En tant que compositeur, Auguste De Boeck se fait remarquer pour la première fois avec sa Rhapsodie dahoméenne, une œuvre orchestrale courte et vivante, pour laquelle il aurait trouvé l’inspiration dans un thème interprété par un groupe de musiciens du royaume du Dahomey (l’actuel Bénin) présent à Bruxelles. S’il est difficile de trouver une sonorité africaine dans cette rhapsodie débordante de vitalité et colorée, l’œuvre connaît cependant un succès immédiat dès sa création à Anvers en 1894 ; une grande popularité qui perdure d’ailleurs jusqu’à aujourd’hui. Pourtant, alors qu’Auguste De Boeck termine sa Symphonie en sol en 1896, il doit attendre 1904 pour qu’Edward Keurvels présente son œuvre à Anvers.

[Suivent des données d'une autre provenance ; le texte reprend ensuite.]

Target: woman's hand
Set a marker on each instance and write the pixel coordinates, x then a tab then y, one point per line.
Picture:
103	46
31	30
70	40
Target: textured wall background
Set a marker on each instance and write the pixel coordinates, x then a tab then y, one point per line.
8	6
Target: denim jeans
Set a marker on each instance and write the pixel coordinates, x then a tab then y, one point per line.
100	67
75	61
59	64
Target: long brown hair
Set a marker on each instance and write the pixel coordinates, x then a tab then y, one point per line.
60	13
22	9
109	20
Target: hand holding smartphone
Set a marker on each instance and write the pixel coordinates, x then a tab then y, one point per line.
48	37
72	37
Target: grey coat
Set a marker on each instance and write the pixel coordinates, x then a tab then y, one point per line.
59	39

On peut dire qu’Anvers est favorablement disposée envers Auguste De Boeck, car avant même qu’éclate la Première Guerre mondiale, l’Opéra royal flamand a déjà accueilli la première mondiale de quatre de ses opéras : Théroigne de Méricourt (1901), Songe d’une nuit d’hiver (1902), Les Nains du Rhin (1906) et Goupil le renard (1909). Songe d’une nuit d’hiver, son plus grand succès à l’opéra, est également présenté sous le titre Le songe d’une nuit d’été à Nantes (1911) notamment, ainsi qu’à la Monnaie (1923). Pendant les années de guerre, Auguste De Boeck travaille sur La route d’Émeraude, son seul opéra composé d’après un livret en langue française. La création est présentée en 1921 au Théâtre Royal de Gand et est suivie de représentations au Théâtre Royal d’Anvers, à la Monnaie (1926, 1932 et 1939) et, en traduction sous le titre Francesca, à l’Opéra royal flamand.

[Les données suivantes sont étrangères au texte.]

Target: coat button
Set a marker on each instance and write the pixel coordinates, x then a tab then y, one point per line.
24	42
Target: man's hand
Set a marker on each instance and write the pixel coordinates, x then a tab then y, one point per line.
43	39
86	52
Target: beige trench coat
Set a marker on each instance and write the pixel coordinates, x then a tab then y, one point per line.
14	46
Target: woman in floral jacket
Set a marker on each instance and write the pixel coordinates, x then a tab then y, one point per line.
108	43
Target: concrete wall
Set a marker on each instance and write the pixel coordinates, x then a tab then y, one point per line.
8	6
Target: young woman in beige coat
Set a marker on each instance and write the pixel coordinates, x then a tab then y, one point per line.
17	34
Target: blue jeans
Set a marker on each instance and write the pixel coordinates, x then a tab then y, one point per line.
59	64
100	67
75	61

C’est également à Anvers qu’Auguste De Boeck obtient sa première nomination dans un conservatoire royal : il succède en 1909 à son ami Paul Gilson comme professeur d’harmonie. C’est à ce titre qu’il enseigne à des compositeurs qui connaîtront plus tard la notoriété, tels que Renaat Veremans et August L. Baeyens. En 1920, il entre au Conservatoire de Bruxelles comme professeur d’harmonie et devient, un an plus tard, directeur du Conservatoire communal de Malines. Durant ces années, il compose quelques cantates, comme Le carillonneur (1922), en hommage à Jef Denyn, carillonneur de la Ville de Malines. Il s’intéresse en outre de nouveau à l’orchestre avec la brillante Fantaisie sur deux chansons flamandes (1923), le Concerto pour clavecin et orchestre (1929), la Nocturne (1931), le Concerto pour violon (1932) et le tourbillonnant Dans la grange (1937). Il n’a pas eu le temps d’achever cette dernière œuvre, mais, même à titre posthume, a pu compter sur l’aide de Paul Gilson qui s’est chargé de composer les dernières mesures.
À partir de 1930, De Boeck se retire paisiblement dans son village natal où, entre deux compositions, il travaille dans son jardin fleuri et apprécie tant un bon verre de vin qu’une pipe parfumée. Jusqu’à son décès inopiné le 9 octobre 1937.